WayneLigon said:If the DVD player allowed me to create my own movies and music, I would have little need to buy DVDs. Same thing with RPGs. More people buy crunch than fluff specifically because they can come up with their own fluff much more easily than they can come up with their own crunch.
Give me two hours and enough inspiration and I'll write up a campaign world outline that will serve my group for a year or more. It's unlikely I could come up with a comprehensive RPG engine if you gave me a year.
Give me the tools and I can make my own worlds that fit my gaming style. It's very unlikely someone will ever come up with a setting so compelling that it makes me not care about the rules and crunch underneath when I'm the GM.

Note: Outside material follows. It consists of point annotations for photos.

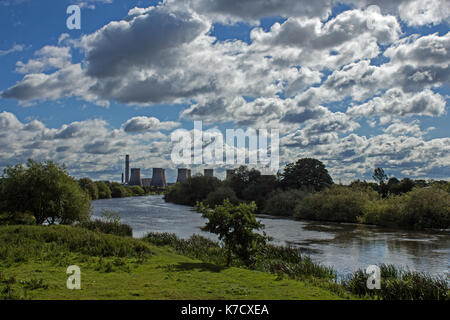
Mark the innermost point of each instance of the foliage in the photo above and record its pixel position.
(104, 192)
(218, 196)
(16, 218)
(398, 284)
(90, 187)
(234, 225)
(46, 190)
(306, 173)
(338, 203)
(379, 176)
(283, 202)
(118, 191)
(194, 189)
(421, 208)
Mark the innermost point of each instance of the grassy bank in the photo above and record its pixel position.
(33, 262)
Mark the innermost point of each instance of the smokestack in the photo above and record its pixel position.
(159, 178)
(208, 172)
(230, 173)
(127, 168)
(135, 179)
(183, 174)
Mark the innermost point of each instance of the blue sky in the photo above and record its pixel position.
(356, 84)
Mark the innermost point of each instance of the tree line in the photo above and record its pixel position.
(305, 190)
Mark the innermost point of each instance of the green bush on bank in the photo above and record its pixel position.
(421, 208)
(337, 203)
(283, 202)
(398, 284)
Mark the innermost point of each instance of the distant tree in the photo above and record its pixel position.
(118, 191)
(234, 224)
(242, 179)
(104, 192)
(193, 190)
(379, 176)
(306, 173)
(218, 196)
(46, 190)
(90, 187)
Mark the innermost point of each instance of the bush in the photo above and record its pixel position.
(234, 225)
(118, 229)
(397, 284)
(338, 203)
(46, 190)
(119, 191)
(193, 190)
(104, 192)
(218, 196)
(421, 208)
(17, 218)
(283, 203)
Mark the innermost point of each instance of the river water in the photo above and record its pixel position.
(345, 247)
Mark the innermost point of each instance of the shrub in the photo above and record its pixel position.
(234, 225)
(103, 190)
(17, 218)
(337, 203)
(398, 284)
(421, 208)
(193, 190)
(46, 190)
(283, 203)
(218, 196)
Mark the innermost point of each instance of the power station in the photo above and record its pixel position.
(158, 178)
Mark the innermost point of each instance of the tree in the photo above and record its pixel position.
(379, 176)
(306, 173)
(90, 187)
(104, 192)
(46, 190)
(234, 224)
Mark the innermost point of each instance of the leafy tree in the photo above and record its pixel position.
(46, 190)
(234, 224)
(218, 196)
(118, 191)
(90, 187)
(193, 190)
(306, 173)
(104, 192)
(379, 176)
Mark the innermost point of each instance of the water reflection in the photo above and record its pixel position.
(345, 247)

I think the D&DI is an attempt to alleviate this inherent problem: WotC knows the player base is bigger than the consumer base, and they want to turn that player base into the consumer base. One way to do that is through the "play anytime, anywhere" promise of the VT as well as the constant crunch update aspect, plus "free" adventure and what not through on-line Dungeon and Dragon (let's face it -- very few people are likely to sign up for D&DI just for the mags, but that has the adavnatge that they are going to see that material as "bonus" content and it will actually increase the customer goodwill).
IF D&DI costs 12 bucks a month, that is the equivalent of every subscriber buying 4 hardbounds a year, on top of books they actually buy and the books bought by the player/customer base that has no interest in the D&DI (i.e. the older folks). Assuming they don't flub it with terrible technology, it is a brilliant move.
Still, the thing I don't understand is how WotC is going to hook the "new players" that are going to be necessary to replace the 5, 10, 20 percent (or whatever) that feels that 4E just isn't D&D anymore and stays with 3.x because a0 they have more books than they'll ever use, and b) still be able to buy new books because the OGL can't be revoked, so someone is going to support it.